By David ReayMonday 15 Jan 2018LifeWords DevotionalsFaithReading Time: 2 minutes
Read Isaiah 43:18-19
18 “Forget the former things;
do not dwell on the past.
19 See, I am doing a new thing!
Now it springs up; do you not perceive it?
I am making a way in the wilderness
and streams in the wasteland. (NIV)
There are two types of regret. One is to regret the hurt we caused someone, the reckless word or conduct that left scars. That is healthy: we need to admit our failures and embrace the grace available in Jesus.
The other sort of regret is less healthy. It is regret over various life choices we have made. The sort of regret that has us wistfully look back on our lives and wish we had taken that job, gone somewhere different on that holiday, moved to a regional area, bought that house. The problem with such regret is that it is futile. We can’t change these choices whether they were truly wrong or actually right.
Which leads to another issue with such regret: even though some of those choices we have made might have been unwise, in the providence of God they may have brought us closer to him. One unwise choice doesn’t put us out of God’s purposes. He is an expert in redeeming lost opportunities and mistaken decisions.

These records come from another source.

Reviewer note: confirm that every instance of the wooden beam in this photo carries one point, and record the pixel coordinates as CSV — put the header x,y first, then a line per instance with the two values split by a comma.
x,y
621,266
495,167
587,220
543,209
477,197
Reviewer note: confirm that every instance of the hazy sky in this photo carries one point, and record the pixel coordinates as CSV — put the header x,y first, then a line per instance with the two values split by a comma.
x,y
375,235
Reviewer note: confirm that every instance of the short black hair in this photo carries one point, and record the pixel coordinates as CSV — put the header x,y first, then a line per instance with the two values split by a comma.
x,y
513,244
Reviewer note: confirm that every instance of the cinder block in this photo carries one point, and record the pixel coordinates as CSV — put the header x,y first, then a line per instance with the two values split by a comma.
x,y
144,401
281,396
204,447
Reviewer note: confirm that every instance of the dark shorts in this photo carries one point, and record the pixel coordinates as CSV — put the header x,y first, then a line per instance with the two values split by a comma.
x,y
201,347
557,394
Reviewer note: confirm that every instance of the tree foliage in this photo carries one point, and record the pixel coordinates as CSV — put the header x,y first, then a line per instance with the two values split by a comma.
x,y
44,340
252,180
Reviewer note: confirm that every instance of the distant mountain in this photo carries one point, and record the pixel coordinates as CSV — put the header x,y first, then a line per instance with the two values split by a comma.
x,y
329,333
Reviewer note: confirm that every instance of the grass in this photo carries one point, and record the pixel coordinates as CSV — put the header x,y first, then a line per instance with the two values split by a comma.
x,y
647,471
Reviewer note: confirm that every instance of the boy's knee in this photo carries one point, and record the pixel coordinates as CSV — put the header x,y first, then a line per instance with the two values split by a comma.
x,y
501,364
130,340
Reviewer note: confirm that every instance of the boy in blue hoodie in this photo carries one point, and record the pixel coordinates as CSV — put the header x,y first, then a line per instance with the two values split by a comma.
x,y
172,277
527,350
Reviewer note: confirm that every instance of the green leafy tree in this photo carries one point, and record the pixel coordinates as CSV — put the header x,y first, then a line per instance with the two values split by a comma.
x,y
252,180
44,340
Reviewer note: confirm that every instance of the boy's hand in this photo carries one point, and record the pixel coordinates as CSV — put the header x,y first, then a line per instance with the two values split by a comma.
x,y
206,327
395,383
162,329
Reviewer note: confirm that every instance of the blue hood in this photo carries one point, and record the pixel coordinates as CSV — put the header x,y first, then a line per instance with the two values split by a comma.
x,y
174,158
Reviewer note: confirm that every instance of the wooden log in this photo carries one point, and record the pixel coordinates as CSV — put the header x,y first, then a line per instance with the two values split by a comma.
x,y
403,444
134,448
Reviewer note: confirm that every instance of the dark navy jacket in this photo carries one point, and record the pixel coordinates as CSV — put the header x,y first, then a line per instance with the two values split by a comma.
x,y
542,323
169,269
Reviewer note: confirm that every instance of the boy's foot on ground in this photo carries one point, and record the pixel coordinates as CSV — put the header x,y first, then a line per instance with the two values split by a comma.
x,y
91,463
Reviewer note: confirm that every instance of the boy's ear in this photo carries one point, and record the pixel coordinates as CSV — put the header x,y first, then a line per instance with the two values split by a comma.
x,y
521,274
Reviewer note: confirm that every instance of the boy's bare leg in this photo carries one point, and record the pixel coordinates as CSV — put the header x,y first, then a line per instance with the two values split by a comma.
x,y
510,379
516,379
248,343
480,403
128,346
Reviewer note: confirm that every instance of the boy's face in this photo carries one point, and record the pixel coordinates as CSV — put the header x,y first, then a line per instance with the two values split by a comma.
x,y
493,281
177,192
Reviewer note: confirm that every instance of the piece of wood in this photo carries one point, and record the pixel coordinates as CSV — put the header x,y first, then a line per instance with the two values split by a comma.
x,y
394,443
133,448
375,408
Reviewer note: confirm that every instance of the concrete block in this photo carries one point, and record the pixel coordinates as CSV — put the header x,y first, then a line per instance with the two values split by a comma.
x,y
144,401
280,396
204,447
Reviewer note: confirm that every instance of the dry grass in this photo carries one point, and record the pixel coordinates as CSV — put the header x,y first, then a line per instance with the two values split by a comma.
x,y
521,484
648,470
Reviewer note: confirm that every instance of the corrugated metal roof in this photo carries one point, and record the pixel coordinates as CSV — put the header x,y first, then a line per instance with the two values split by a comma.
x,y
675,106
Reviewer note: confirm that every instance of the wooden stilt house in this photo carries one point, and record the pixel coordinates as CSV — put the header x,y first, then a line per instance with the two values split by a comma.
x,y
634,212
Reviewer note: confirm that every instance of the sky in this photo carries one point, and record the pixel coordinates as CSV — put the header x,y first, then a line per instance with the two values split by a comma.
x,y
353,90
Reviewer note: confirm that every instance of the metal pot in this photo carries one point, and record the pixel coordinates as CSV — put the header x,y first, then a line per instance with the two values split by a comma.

As our text reminds us in another historical context, God has plans for our future. Dwelling on the past prevents us from seeing what God is doing in the present. Prevents us from reflecting in hope on what he is going to do in the future.
Our past records are inevitably a mixture of right and wrong, good and bad. Bring what is obviously wrong to Jesus. As to the other choices we have made, trust that God has woven them into his good purposes for us. We cannot change the past, but we can change how we look at it and so change the way we look at our present and our future.